American craft brewers are a famously congenial bunch. Even as they compete for your beer money, they help one another out, they step in to lend equipment and ingredients to one another, they trouble shoot for each other, and they happily enjoy one another’s beers. Occupying what is still a small corner of the U.S. beer market―about five percent by volume―what they have in common is far more important than what separates them.
Any given cohort coming through the ranks together―learning the craft, launching a new business, testing the economy―has strong connections based on having faced similar challenges at the same time. But there are also strong ties established between craft brewers who enter the field at different times, as one generation speaks to another.
We invited three young but well-established brewers to sit down with three up-and-coming craft brewers and listened in on the three conversations: over lunch, over pizza, and―implausibly― over morning coffee. Here are brief glimpses of where craft brewing is now, and suggestions as to where it might be headed.
Brewing is Business and Passion
Port Brewing Co./Lost Abbey
San Marcos, CA
Considering its propensity for setting trends, Southern California was surprisingly slow to embrace craft beer. Tomme Arthur was there at the beginning of the “overnight sensation,” beginning his brewing career with Pizza Port in Solana Beach in 1996.
“In the mid-nineties, it was a big turning point in San Diego,” he recalls, “because Ballast Point opened up, AleSmith opened up, Stone opened up, and we started to see in our environment, in San Diego, a real shift from lots of other people’s beer in our town to locally-produced beer in our town. And not only in town―in the case of Stone, when they started bottling their beer, and they became the first San Diego brewer to ship beer out of town, on a measurable basis.”

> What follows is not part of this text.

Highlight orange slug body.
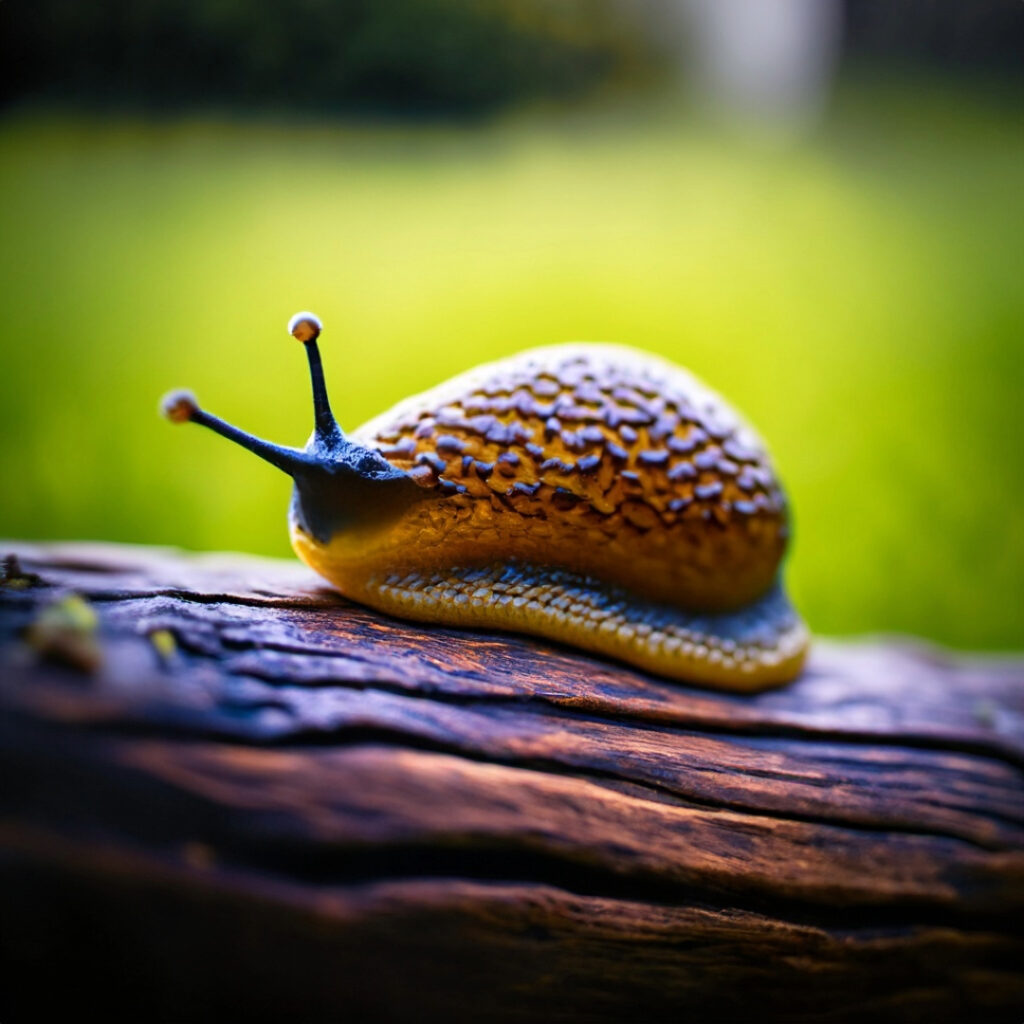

Fast forward to 2008. San Diego has a nationally-recognized beer culture, prominent enough to have hosted the annual conference of craft brewers twice in a four-year period. Craft brewing has a presence further north, in the greater Los Angeles area, where Patrick Rue is opening The Bruery. Like Port Brewing and the Lost Abbey in San Diego, where Arthur now brews, The Bruery focuses on the highest niche of the already high-end craft beer market. In the last six months, Rue’s bottled beer has found distribution in eight states.